Secrets de Pays. N° 9, 1er semestre 2017

« Qu’est devenue la Madelon ? » chantait Charles Trenet en 1960. Aujourd’hui, cent ans après la Grande Guerre, la Madelon et les Poilus de 14-18 ont tous disparu, jusqu’au dernier témoin.

Disparus, certes, mais pas dans notre mémoire où leur souvenir suscite tant d’émotions. Ne s’agissait-il pas de nos grands-pères ou arrière-grands-pères ? Cruels destins que les leurs, qui furent envoyés dans des batailles, les plus terribles jamais connues.

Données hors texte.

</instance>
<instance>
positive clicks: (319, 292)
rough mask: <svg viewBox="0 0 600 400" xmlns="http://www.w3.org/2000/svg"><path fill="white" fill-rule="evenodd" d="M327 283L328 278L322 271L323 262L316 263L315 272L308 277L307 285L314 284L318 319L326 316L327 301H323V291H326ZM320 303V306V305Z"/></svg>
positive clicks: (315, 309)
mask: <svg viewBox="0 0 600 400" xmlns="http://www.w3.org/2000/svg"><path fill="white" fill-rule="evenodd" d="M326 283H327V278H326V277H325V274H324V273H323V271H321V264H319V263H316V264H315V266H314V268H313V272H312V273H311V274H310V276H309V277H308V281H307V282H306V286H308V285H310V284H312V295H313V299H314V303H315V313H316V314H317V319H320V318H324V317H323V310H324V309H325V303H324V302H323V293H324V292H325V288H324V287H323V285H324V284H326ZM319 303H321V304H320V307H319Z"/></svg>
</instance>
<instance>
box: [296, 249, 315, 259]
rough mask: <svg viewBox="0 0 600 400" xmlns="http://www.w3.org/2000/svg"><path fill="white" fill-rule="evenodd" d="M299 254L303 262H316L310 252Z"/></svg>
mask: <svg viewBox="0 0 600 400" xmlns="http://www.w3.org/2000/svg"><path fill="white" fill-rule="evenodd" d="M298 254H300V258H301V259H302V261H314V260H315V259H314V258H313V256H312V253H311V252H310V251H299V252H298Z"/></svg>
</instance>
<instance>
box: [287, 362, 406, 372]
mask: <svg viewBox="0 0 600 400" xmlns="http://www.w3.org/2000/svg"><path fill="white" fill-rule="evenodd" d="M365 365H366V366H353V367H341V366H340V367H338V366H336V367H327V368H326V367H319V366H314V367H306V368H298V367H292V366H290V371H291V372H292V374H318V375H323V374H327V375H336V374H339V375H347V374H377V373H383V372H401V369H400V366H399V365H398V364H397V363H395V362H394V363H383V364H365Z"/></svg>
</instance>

Le 2 août 1914, mobilisation générale. Tous les hommes de l’armée active, nés à partir de 1891 cela va de soi, mais aussi la réserve, de la décennie précédente, et ceux de la territoriale dont les plus âgés avaient trente-neuf ans, sont appelés. Même les « inaptes au service » durent bientôt passer à nouveau devant les médecins de la commission de réforme pour vérifier les capacités des resquilleurs qui auraient été trop vite exemptés. Ils étaient souvent orientés vers les services auxiliaires et rejoignaient à l’arrière ceux qui exerçaient des métiers indispensables à la vie de la nation : facteurs, boulangers, télégraphistes, ouvriers spécialisés dans l’industrie, employés des chemins de fer, etc. On amnistia les bagarreurs qui avaient eu des condamnations en correctionnelle. Ils ne furent pas les moins intrépides. Ne restaient plus dans les campagnes, loin des frontières bousculées, que les hommes mûrs, les vieillards, les femmes et les enfants.

L’histoire officielle a voulu transmettre l’image d’un départ dans la joie et les chants. La correspondance de familles nous dit qu’à la fête de Faux, le 15 août 1914, « tout le monde pleurait »… malgré l’illusion que la guerre serait courte et les cultivateurs de retour pour les vendanges.

À Bergerac, la ville, fière de son 108e régiment d’infanterie, s’organise. Des hôpitaux sont préparés, la presse s’enflamme. Les blessés arrivent, accueillis en héros. Bientôt le premier mort, le premier enterrement. La cérémonie rassemble toutes les autorités locales : discours, cortège, couronnes de fleurs. Moins de pompe pour les suivants, il y en aura tant. Alors le Journal de Bergerac égrènera les condoléances et le détail des nombreuses médailles et citations décernées à nos vaillants soldats tandis que les nouvelles du front sont invariablement encourageantes.

Le Bergeracois est loin des combats mais la guerre ne s’en fait pas moins sentir avec les restrictions, les difficultés pour exploiter les terres, les prisonniers et les réfugiés à héberger, la Poudrerie à faire fonctionner à plein régime.

À Saint-Aubin-de-Lanquais, comme partout ailleurs dans la France rurale, on subit. Les hommes manquent pour les travaux agricoles, l’artisanat. Les permissions ne viendront que si tard. Les femmes se retrouvent seules et beaucoup, sans ressources. La municipalité doit voter des secours, demander le retour du boulanger, contrôler les permissions agricoles, gérer une vie désorganisée.

Ce n’est pas moins d’une centaine d’hommes nés dans ce village ou y résidant à vingt ans qui se trouvent impliquée tout au long du conflit. La guerre n’en finit plus. Le chagrin et la désespérance gagnent du terrain. L’année 1917 est celle des mutineries et de l’amertume des soldats contre les « planqués » de l’arrière. Les mauvaises nouvelles apportées par le maire sont arrivées tandis que des familles restent dans l’incertitude et l’attente vaine du retour de disparus.

À Saint-Aubin-de-Lanquais, il y aura dix-huit « morts pour la France », dix-huit noms à inscrire sur le Livre d’Or de la commune. Le plus âgé avait trente-six ans, le plus jeune vingt ans. Les premiers sont tombés dès septembre 1914, dans l’Aube ou sur la Marne, pour empêcher la marche de l’ennemi jusqu’à Paris. Le dernier est décédé des suites de ses blessures lors des ultimes tentatives d’avancée des Allemands, le 9 octobre 1918, si près de l’armistice.

Partout en France, la fin des hostilités venue, les villes et les bourgs, pour célébrer leurs héros, érigent statues et monuments. Les habitants sont sollicités pour participer à leur financement. Saint-Aubin-de-Lanquais n’y échappe pas et lance, en 1925, une souscription pour l’érection de son monument aux morts. La population tient à participer, même modestement, chacun à la mesure de ses moyens. En mai 1927 vient le jour de l’inauguration en présence des autorités, avec la messe, les discours et les fleurs selon un rituel bien rodé. Un monument pour que survive la mémoire de nos « glorieux sacrifiés ».

« Nos Glorieux Sacrifiés », Éliane Promis, Feuille à Feuille Édition, 2016.